Diberdayakan oleh Blogger.

Ibnu Sina Dormitory

Satu 1
Ibnu Sina Dormitory (Oktober)

Sepoi-sepoi angin malam yang berasal dari hamparan sawah yang terbentang luas dihadapanku mengharu birukan suasana malam di sebuah pondok pesantren trandisional yang berada di desa Ajuen, ini merupakan hari pertama bagiku menginjakkan kaki di pesantren tradisional Raudhatul Muna, setahun setelah keluar dari Pesantren Modern Bustanul Ulum di Kota Langsa.

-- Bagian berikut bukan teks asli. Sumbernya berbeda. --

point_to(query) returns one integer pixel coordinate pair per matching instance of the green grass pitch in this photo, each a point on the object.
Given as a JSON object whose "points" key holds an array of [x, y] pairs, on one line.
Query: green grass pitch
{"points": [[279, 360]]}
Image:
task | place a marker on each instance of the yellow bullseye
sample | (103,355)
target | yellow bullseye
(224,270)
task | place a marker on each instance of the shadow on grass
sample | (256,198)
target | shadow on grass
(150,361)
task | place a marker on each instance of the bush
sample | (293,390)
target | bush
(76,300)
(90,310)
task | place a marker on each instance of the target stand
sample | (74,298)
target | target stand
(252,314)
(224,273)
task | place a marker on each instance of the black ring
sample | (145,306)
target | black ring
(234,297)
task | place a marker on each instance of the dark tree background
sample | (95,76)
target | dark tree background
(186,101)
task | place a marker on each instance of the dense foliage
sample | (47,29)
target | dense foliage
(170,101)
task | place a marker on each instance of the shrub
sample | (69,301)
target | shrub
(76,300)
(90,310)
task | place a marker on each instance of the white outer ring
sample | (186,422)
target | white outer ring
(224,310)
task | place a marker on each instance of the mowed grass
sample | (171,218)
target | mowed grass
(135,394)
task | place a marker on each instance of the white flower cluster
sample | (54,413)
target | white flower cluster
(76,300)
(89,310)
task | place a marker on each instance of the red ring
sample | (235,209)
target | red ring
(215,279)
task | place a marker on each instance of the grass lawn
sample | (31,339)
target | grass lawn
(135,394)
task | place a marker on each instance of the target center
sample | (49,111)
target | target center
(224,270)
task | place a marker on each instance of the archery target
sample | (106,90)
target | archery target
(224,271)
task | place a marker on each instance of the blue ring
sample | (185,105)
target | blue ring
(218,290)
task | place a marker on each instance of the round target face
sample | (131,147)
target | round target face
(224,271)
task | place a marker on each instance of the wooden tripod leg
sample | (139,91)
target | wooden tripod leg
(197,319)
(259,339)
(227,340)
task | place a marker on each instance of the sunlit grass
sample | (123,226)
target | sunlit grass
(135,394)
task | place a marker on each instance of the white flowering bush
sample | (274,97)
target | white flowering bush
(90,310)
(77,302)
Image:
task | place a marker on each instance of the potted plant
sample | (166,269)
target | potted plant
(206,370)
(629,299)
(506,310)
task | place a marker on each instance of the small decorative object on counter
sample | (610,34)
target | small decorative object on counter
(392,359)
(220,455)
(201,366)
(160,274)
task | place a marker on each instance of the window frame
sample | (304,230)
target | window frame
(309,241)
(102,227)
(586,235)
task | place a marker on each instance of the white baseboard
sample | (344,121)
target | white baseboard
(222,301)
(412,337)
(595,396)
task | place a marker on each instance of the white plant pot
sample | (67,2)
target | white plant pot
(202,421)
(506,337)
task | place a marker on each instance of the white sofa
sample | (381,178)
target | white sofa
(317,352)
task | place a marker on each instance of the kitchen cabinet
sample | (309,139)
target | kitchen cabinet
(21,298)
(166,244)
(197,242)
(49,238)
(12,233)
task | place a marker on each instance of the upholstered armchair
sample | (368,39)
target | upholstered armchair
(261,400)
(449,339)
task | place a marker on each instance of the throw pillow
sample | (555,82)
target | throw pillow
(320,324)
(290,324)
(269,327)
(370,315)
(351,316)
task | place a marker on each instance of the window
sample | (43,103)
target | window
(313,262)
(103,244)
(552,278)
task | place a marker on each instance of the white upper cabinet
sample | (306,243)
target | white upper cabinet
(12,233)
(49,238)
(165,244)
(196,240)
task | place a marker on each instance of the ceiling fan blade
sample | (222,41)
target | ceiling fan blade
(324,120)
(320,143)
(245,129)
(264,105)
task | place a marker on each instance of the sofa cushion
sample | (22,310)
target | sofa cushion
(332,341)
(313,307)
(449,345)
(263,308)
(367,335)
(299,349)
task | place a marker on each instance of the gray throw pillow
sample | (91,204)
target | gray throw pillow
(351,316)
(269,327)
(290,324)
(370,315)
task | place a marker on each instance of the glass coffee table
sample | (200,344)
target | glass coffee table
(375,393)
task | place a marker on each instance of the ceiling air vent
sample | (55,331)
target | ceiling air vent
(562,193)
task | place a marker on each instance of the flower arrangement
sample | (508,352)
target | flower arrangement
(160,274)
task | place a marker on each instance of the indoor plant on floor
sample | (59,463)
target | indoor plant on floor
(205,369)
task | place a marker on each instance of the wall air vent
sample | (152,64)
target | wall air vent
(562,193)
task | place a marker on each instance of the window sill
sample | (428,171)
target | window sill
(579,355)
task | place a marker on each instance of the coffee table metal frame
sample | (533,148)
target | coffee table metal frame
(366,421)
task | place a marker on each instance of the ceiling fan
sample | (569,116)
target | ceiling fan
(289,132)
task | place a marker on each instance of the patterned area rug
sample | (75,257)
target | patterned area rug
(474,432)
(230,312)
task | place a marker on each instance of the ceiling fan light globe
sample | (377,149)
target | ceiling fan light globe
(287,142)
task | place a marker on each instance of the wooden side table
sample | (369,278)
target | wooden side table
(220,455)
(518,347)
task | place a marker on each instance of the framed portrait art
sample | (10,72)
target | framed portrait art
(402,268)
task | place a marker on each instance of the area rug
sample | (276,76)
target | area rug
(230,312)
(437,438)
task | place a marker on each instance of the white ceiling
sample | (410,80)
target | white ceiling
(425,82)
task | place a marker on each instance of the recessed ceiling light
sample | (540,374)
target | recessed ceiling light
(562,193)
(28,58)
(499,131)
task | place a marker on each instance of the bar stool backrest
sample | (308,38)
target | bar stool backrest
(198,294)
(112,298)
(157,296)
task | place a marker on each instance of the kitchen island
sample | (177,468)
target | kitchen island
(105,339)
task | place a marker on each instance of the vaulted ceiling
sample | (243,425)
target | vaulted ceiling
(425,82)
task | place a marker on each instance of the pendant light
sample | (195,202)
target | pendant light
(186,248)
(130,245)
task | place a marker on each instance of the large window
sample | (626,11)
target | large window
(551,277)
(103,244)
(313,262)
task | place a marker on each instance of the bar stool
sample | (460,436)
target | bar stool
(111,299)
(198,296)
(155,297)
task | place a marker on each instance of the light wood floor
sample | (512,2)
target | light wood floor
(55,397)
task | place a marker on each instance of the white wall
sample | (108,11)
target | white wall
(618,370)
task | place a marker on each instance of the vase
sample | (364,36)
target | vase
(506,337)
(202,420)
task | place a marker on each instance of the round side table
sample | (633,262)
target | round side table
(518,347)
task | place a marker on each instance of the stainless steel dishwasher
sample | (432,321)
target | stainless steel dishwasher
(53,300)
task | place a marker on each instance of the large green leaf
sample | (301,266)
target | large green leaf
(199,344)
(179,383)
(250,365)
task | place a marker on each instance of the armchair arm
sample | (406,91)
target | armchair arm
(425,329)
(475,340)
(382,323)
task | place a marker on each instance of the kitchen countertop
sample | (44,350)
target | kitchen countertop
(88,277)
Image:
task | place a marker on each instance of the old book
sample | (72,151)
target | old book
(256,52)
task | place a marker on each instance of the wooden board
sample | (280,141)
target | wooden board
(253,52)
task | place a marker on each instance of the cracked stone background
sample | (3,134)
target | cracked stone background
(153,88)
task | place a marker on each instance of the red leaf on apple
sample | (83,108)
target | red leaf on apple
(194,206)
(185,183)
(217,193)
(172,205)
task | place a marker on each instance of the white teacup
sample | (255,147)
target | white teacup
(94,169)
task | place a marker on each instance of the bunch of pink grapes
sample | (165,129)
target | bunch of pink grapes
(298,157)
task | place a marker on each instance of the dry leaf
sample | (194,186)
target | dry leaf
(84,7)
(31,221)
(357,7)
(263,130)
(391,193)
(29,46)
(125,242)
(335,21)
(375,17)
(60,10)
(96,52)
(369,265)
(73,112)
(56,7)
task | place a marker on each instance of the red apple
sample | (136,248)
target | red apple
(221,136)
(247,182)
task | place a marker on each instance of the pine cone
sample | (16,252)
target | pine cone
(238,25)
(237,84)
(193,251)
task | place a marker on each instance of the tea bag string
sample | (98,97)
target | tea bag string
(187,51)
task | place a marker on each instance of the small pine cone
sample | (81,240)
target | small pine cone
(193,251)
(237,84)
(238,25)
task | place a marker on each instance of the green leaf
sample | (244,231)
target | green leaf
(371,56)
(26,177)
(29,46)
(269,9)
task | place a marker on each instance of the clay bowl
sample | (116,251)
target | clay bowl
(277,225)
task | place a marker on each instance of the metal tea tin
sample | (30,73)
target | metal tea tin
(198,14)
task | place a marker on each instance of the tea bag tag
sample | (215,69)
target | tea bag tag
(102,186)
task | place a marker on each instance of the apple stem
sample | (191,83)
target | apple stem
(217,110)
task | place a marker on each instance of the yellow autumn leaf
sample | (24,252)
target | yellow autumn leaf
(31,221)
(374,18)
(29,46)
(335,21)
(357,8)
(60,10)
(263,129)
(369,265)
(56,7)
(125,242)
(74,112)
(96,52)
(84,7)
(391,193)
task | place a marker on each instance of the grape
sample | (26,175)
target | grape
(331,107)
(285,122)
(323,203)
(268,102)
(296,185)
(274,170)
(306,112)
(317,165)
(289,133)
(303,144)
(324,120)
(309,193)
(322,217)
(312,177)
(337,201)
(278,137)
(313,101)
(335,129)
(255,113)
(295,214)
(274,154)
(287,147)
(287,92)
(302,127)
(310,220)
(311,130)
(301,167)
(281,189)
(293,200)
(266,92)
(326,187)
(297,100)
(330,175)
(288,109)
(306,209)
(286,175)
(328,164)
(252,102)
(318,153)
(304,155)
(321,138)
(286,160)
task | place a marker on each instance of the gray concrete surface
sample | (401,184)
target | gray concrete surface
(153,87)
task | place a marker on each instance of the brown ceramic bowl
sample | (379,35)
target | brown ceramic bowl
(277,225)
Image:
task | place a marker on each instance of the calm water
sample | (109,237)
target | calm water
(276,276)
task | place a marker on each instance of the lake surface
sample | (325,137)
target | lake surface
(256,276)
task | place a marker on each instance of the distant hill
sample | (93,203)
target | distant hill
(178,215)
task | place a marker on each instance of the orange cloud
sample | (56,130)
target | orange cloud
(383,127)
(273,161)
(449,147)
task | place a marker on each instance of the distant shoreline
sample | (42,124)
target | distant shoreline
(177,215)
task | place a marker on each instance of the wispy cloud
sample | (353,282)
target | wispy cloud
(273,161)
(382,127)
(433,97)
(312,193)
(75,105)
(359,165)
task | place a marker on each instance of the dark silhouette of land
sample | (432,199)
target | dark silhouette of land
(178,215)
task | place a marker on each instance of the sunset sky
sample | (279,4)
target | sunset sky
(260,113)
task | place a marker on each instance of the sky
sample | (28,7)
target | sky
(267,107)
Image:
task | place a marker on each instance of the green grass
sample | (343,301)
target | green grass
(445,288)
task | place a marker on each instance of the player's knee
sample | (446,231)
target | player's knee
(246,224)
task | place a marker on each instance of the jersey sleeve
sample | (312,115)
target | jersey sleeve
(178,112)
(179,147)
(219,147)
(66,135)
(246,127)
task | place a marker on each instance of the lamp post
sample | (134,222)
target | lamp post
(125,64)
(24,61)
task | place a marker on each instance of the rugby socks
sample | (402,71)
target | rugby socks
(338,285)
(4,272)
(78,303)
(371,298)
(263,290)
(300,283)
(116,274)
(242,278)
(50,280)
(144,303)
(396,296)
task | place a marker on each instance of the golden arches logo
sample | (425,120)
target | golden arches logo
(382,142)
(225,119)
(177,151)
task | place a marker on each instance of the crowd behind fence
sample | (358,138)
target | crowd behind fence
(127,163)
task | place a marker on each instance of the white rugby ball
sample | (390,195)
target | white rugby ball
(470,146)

Deru angin malam nan sejuk, cahaya bulan yang menerangi malam, serta bintang-bintang bertaburan diangkasa memutar kembali memori-memori dua tahun di asrama Bustanul Ulum dulu, sejak aku memasukinya kelas dua Tsanawiyah. Aku terus termenung, melukiskan keceriaan, keakraban, suka dan duka di sebuah surau kosong berukuran tiga kali empat meter sambil menunggu adikku selesai.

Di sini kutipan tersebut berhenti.